Unsere UnterstützerInnen organisierten daraufhin Widerstand gegen diesen offensichtlichen Angriff auf die Meinungsfreiheit durch die Faschisten. Wir nahmen Kontakt mit dem Regisseur des Filmes auf, der daraufhin ein Video mit einer Solidaritätsbotschaft schickte. Außerdem nahmen wir Kontakt mit der Presse auf, der ORF und Vol.at berichteten breit. Auch eine ganze Reihe von Parlamentsabgeordneten, vor allem die Vorarlberger Landtagsabgeordnete Vahide Aydin und die Nationalratsabgeordnete Berivan Aslan (Beide von den Grünen) erklärten daraufhin ihre Unterstützung für die Filmvorführung und solidarisierten sich mit dem Kinobesitzer. Die SPÖ Vorarlberg konnte sich nicht zu einer öffentlichen Unterstützung durchringen. Stattdessen wurde kurz zuvor in Dornbirn eine Distanzierung der Partei von einer gemeinsamen Demonstration der marxistisch geführten Sozialistischen Jugend und der kurdischen Jugend verteilt, die unter dem Slogan „Kurdistan und Türkei – Sozialismus gegen Barbarei“ stattfand. Ein solches opportunistisches Nachgeben auf den Druck von Nationalisten ist ein Zeichen für den schlechten Zustand der Partei und eine gefährliche Sackgasse, gegen die Linke mit aller Macht kämpfen müssen.

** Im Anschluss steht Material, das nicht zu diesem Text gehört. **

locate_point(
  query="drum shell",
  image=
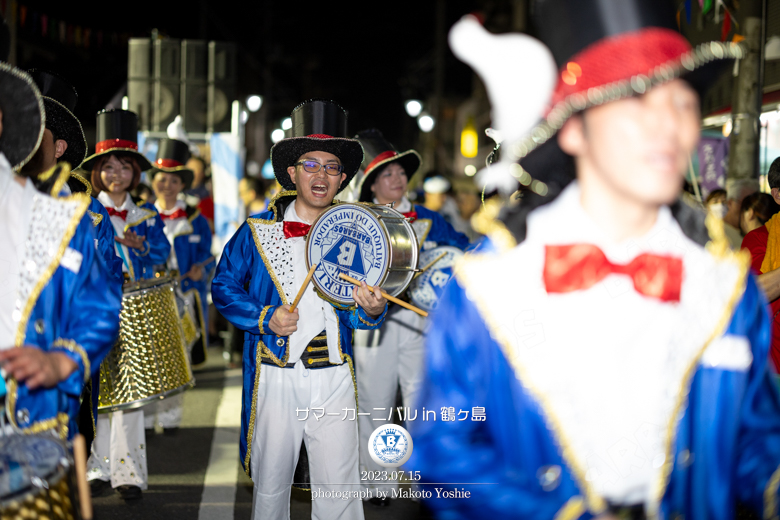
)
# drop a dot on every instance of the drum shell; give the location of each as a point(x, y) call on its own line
point(54, 497)
point(150, 360)
point(403, 249)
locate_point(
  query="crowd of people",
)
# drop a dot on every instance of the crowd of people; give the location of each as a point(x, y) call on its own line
point(602, 349)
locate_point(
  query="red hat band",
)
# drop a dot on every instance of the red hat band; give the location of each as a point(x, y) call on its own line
point(380, 158)
point(168, 163)
point(619, 58)
point(111, 144)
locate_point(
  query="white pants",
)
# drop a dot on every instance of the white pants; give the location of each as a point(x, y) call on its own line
point(396, 358)
point(167, 413)
point(331, 441)
point(119, 450)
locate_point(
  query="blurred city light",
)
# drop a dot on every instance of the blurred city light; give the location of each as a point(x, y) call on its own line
point(413, 107)
point(469, 141)
point(426, 123)
point(277, 135)
point(253, 103)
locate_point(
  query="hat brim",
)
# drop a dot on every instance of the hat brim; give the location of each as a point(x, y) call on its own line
point(143, 162)
point(410, 160)
point(185, 174)
point(64, 125)
point(287, 151)
point(696, 66)
point(23, 115)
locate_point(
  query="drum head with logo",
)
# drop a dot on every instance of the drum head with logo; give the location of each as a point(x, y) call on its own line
point(425, 290)
point(349, 239)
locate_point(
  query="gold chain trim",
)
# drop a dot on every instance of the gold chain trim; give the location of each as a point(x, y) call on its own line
point(262, 318)
point(572, 509)
point(770, 496)
point(654, 504)
point(69, 344)
point(260, 250)
point(596, 96)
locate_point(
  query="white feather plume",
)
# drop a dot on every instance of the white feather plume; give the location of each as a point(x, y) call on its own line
point(519, 73)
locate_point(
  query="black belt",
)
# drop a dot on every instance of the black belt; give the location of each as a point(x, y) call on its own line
point(315, 355)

Dem öffentlichen Druck gaben schließlich auch die türkischen Nationalisten nach. Der Ersteller der Facebookveranstaltung veröffentlichte eine offizielle Stellungnahme, in der der Verein sich ausdrücklich gegen Provokationen aussprach und sich von allen Aktionen vor dem Kino und beim Film selbst distanzierte. Viele der NationalistInnen drückten darüber ihren offenen Unmut aus. Deswegen ist nicht auszuschließen, dass einzelne Provokateure weiterhin die Aufführung stören wollen.
Wir rufen dazu auf, eine friedliche Vorführung des Filmes zu gewährleisten. Eine angebliche Spaltung von „Türken und Kurden“, die auch in den Medienberichten unreflektiert transportiert wurde, hilft in Wirklichkeit nur den rechtsradikalen Agitatoren. Eine Filmvorführung über Folterungen in einem Gefängnis in der Türkei richtet sich nicht gegen TürkInnen, sondern zeigt in Wirklichkeit die grausamen Methoden eines kapitalistischen Staatsapparates auf, der ArbeiterInnen und Jugendliche aller Nationen unterdrückt. Wir stehen gegen eine Spaltung anhand nationaler Grenzen und für einen gemeinsamen Kampf aller türkischen, kurdischen und österreichischen ArbeiterInnen und Jugendlichen gegen die Ausbeutung und Unterdrückung! Die Grenzen verlaufen nicht zwischen den Nationen, sondern zwischen den Klassen!
Kommt zahlreich zu den Filmvorführungen in der Kinothek Lustenau!